El respondió: –Las noticias son que usted y el Sr. Brassard no tienen nada que hacer, sino empacar sus maletas y regresar a Canadá. El obispo está indispuesto a hacer ningún arreglo con ustedes. El quiere que yo sea el pastor temporal de St. Anne; que usted con el Sr. Brassard regresen silenciosamente a Canadá y que digan a los obispos que no se metan en lo que no les importa.

–Y, ¿Qué de la promesa que hiciste a mí y a mi gente de ir conmigo y el Sr. Brassard a Roma si el obispo rehusara los arreglos que ustedes mismos propusieron? –pregunté.

–¡Tat, tat! –respondió, –al obispo no le importa un comino si vas o no vas a Roma. El me ha puesto como su gran vicario a la cabeza de la colonia de St. Anne de la cual tú tienes que salir lo más pronto posible.

–Ahora, Desaulnier, –le respondí, –tú eres un traidor, un Judas, y si quieres recibir el pago de Judas, te aconsejo que vayas a St.
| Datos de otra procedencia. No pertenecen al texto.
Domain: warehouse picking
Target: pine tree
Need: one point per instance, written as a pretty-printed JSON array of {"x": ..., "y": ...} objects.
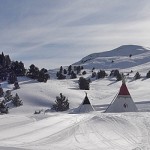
[
  {"x": 148, "y": 74},
  {"x": 8, "y": 96},
  {"x": 3, "y": 107},
  {"x": 16, "y": 101},
  {"x": 137, "y": 76},
  {"x": 1, "y": 91},
  {"x": 12, "y": 78},
  {"x": 101, "y": 74},
  {"x": 84, "y": 84},
  {"x": 73, "y": 75},
  {"x": 16, "y": 85},
  {"x": 119, "y": 77},
  {"x": 62, "y": 103}
]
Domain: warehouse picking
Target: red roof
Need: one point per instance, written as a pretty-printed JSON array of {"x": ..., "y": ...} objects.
[{"x": 124, "y": 90}]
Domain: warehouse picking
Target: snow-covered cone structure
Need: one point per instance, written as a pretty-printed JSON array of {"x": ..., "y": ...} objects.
[
  {"x": 123, "y": 102},
  {"x": 85, "y": 106}
]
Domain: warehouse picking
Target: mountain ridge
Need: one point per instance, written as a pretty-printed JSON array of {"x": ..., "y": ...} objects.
[{"x": 122, "y": 57}]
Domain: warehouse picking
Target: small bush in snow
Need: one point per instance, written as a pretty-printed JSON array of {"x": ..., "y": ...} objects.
[
  {"x": 62, "y": 103},
  {"x": 1, "y": 91},
  {"x": 3, "y": 107},
  {"x": 101, "y": 74},
  {"x": 119, "y": 77},
  {"x": 93, "y": 74},
  {"x": 137, "y": 76},
  {"x": 84, "y": 84},
  {"x": 17, "y": 101},
  {"x": 148, "y": 75},
  {"x": 84, "y": 72}
]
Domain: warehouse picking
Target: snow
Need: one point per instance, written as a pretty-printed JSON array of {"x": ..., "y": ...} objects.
[{"x": 21, "y": 129}]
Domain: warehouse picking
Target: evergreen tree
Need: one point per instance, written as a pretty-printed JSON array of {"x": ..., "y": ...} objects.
[
  {"x": 78, "y": 69},
  {"x": 93, "y": 74},
  {"x": 8, "y": 96},
  {"x": 84, "y": 72},
  {"x": 60, "y": 76},
  {"x": 148, "y": 74},
  {"x": 12, "y": 78},
  {"x": 3, "y": 107},
  {"x": 65, "y": 71},
  {"x": 16, "y": 101},
  {"x": 137, "y": 76},
  {"x": 43, "y": 75},
  {"x": 62, "y": 103},
  {"x": 33, "y": 72},
  {"x": 16, "y": 85},
  {"x": 84, "y": 84},
  {"x": 69, "y": 70},
  {"x": 1, "y": 91},
  {"x": 119, "y": 77},
  {"x": 18, "y": 68},
  {"x": 101, "y": 74},
  {"x": 73, "y": 75}
]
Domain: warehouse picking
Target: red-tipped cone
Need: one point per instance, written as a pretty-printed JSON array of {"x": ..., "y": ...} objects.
[{"x": 123, "y": 90}]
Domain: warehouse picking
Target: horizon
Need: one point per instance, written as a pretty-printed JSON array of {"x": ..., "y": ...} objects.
[{"x": 59, "y": 33}]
Anne. Ahí recibirás lo que mereces. La hermosura y la importancia de esa gran colonia te han tentado y me has vendido al obispo para llegar a ser su gran vicario y comer los frutos de la viña que yo planté ahí. Pero pronto verás tu error. Si tienes alguna compasión de ti mismo, te aconsejo que nunca vuelvas a poner los pies en ese lugar.

Desaulnier respondió: –El obispo no hará ningún arreglo contigo a menos que retractes públicamente lo que has escrito contra él por haber tomado posesión de la iglesia de los canadienses franceses de Chicago. Tienes que publicar en la prensa que él estaba en lo correcto y honesto en lo que hizo en esas circunstancias.
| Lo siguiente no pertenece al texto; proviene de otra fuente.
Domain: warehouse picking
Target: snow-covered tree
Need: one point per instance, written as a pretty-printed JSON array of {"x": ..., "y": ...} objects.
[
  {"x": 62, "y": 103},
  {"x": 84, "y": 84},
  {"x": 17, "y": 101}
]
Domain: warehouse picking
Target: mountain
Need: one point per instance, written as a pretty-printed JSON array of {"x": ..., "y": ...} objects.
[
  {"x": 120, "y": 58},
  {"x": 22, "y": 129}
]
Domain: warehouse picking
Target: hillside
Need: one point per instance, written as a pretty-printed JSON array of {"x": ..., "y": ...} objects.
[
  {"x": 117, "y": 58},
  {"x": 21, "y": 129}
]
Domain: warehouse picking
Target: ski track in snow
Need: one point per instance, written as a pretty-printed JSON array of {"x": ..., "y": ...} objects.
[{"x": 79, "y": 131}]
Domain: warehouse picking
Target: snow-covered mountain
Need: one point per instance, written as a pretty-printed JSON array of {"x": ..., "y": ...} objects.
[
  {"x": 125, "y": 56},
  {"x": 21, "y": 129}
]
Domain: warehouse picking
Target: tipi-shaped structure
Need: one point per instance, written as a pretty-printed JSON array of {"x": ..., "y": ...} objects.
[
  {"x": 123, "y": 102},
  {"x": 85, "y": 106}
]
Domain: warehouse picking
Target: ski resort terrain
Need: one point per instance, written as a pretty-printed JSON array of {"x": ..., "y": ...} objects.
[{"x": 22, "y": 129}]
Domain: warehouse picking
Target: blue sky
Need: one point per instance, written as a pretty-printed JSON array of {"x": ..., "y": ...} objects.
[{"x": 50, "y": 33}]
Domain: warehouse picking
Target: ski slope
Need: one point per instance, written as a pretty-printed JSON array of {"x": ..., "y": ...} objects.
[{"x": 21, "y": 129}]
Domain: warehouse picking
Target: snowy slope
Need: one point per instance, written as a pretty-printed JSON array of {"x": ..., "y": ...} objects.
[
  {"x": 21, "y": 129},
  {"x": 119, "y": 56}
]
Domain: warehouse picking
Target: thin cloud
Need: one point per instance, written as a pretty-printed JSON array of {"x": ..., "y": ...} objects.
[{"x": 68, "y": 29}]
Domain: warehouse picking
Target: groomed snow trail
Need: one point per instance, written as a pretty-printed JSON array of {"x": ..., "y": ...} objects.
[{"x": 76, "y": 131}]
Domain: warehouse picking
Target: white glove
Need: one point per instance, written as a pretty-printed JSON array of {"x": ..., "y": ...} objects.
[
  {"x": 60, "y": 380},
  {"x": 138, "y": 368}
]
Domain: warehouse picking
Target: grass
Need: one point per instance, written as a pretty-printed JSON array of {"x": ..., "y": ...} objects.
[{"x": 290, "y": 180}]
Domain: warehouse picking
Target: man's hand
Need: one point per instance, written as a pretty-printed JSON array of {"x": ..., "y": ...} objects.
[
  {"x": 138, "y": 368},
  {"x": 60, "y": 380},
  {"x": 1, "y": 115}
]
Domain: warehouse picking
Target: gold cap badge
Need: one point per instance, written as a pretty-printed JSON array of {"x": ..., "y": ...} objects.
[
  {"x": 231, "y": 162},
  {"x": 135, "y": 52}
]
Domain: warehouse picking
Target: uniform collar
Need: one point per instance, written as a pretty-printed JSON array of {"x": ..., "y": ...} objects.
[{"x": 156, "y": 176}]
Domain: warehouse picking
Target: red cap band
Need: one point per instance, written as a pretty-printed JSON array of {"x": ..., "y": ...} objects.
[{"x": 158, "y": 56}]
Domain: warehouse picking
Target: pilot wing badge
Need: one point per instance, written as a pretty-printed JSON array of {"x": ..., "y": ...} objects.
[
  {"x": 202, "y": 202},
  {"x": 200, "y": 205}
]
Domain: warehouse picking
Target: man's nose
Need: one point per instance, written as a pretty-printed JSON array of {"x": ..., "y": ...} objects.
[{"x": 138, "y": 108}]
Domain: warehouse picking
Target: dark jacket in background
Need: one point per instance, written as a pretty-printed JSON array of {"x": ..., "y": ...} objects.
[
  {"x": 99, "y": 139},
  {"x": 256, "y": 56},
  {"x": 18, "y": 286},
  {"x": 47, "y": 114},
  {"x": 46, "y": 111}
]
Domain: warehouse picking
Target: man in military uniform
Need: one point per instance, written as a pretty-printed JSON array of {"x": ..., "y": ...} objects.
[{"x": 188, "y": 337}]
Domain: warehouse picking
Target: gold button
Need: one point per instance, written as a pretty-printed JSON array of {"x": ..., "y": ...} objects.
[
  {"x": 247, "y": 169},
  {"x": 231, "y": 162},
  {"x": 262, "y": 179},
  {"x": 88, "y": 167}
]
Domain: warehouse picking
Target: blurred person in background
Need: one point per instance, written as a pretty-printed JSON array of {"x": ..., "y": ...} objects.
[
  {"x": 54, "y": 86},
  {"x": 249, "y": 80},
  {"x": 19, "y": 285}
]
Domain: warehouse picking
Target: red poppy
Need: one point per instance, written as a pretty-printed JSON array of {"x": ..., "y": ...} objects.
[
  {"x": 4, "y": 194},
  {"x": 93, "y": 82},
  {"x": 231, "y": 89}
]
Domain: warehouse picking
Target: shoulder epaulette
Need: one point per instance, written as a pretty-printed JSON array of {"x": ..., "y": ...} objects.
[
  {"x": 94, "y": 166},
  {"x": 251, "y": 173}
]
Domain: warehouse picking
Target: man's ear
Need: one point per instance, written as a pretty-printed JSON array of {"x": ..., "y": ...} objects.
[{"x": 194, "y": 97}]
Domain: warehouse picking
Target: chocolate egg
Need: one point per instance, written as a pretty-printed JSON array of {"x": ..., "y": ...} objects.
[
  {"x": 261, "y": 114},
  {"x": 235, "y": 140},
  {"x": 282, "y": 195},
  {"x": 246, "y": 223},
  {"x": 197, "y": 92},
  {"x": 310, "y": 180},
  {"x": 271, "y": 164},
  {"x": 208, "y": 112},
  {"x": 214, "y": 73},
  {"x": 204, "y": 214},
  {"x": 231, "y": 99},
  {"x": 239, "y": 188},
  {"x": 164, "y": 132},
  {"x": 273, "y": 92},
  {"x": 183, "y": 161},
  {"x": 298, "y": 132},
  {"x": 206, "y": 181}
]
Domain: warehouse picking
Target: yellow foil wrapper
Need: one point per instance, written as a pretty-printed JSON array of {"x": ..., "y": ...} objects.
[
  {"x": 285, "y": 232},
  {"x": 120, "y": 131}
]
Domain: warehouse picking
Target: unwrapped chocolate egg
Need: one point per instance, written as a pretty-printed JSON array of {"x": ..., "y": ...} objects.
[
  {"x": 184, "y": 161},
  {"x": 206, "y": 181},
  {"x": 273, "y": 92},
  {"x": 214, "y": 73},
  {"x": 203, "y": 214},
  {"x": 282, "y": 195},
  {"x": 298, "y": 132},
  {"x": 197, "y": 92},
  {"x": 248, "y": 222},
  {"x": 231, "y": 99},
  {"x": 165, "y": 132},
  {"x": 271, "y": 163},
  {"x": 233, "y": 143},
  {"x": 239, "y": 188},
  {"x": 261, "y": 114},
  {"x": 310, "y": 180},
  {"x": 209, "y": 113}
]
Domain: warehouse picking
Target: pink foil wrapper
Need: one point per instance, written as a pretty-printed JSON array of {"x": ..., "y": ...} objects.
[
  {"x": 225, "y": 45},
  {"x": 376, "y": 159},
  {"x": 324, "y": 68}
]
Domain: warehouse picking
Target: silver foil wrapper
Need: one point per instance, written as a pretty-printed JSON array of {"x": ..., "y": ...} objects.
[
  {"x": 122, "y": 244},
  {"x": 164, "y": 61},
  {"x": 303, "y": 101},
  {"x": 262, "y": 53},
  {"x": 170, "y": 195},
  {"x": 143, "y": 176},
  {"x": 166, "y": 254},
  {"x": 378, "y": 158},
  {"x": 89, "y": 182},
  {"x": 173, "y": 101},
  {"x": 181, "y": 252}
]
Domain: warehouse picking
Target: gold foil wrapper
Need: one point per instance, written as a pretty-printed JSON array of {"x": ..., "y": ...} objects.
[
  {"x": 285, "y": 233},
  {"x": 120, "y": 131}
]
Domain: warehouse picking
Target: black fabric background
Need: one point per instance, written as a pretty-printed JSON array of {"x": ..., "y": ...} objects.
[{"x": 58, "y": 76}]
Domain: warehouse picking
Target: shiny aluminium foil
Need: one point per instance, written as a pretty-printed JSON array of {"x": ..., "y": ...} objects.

–Mi querido Sr. Brassard, –dije, –¿Podría yo hacer tal declaración consciente y honradamente?

Ese hombre venerable me respondió: –No puedes consentir en hacer tal cosa.

–Desaulnier, –dije, –¿Oíste? El Sr. Brassard y tu conciencia, si tienes una, te dicen lo mismo. Si tomas partido con un hombre que ayer tú mismo acusaste de ser un estafador sacrílego, tú no eres mejor que él. Ve a trabajar con él. En cuanto a mí, yo regreso a St. Anne.

–¿Qué vas a hacer allí, –contestó el Sr. Desaulnier, –puesto que el obispo te ha prohibido a permanecer ahí?

–¿Qué haré? –le respondí, –enseñaré a esos verdaderos discípulos de Jesucristo a despreciar y rehuir a los tiranos y a los traidores. ¡Vete, traidor, y termina tu obra de Judas! ¡Adiós! Luego, me eché en los brazos del Sr. Brassard, quien estaba casi mudo, sofocado en sollozos y lágrimas. Le apreté a mi corazón y le dije: –Adiós, mi querido Sr. Brassard, vuelva a Canadá y diga a mis amigos cómo la cobardía y la ambición de este traidor arruinaron la esperanza que teníamos de poner fin al deplorable estado de asuntos. Yo volveré a mis hermanos de St. Anne con más determinación que nunca a protegerlos contra la tiranía e impiedad de nuestros gobernantes déspotas. Será más fácil que nunca mostrarles que el Hijo de Dios no nos redimió en la cruz para que nos volviéramos esclavos de esos despiadados mercaderes de almas. Con más sinceridad que nunca, enseñaré a mi gente a rehuir al evangelio moderno de los obispos para seguir el antiguo Evangelio de Jesucristo como la única esperanza y vida de nuestra pobre humanidad caída.

El Sr. Brassard quería decir algo, pero su voz fue sofocada por sus sollozos. Las únicas palabras que pudo proferir al apretarme a su corazón fueron: –¡Adiós, querido amigo, adiós!